RX ACCULINK CAROTID STENT SYSTEM
Report
- Report Number
- 2024168-2011-02992
- Event Type
- Injury
- Date Received
- April 29, 2011
- Date of Event
- February 25, 2011
- Report Date
- April 5, 2011
- Manufacturer
- AV-TEMECULA-CT
- Product Code
- NIM
- PMA / PMN Number
- P040038
- Adverse Event
- Yes
- Report Source
- Manufacturer report
- Reporter Location
- CA, US
- Reporter Occupation
- HEALTH PROFESSIONAL
Narratives
(B)(4).
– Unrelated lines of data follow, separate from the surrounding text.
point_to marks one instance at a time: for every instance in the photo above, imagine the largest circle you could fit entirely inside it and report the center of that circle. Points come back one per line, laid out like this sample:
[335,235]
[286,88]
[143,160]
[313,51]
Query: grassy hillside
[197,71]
THERE WAS NO REPORTED PRODUCT DEFICIENCY. THE REPORTED PATIENT EFFECT OF TRANSIENT ISCHEMIC ATTACK IS A KNOWN ADVERSE EVENT LISTED IN THE RX ACCULINK INSTRUCTIONS FOR USE. ALTHOUGH A CONCLUSIVE CAUSE FOR THE REPORTED PATIENT EFFECT AND THE RELATIONSHIP TO THE DEVICE, IF ANY, CANNOT BE DETERMINED, THERE IS NO INDICATION OF A PRODUCT QUALITY DEFICIENCY WITH RESPECT TO MANUFACTURE, DESIGN, OR LABELING.
(B)(4). DURING PROCESSING OF THIS COMPLAINT, ATTEMPTS WERE MADE TO OBTAIN COMPLETE EVENT, PATIENT AND DEVICE INFORMATION. THE STENT REMAINS IN THE PATIENT. A FOLLOW-UP WILL BE SUBMITTED WITH ALL ADDITIONAL, RELEVANT INFORMATION.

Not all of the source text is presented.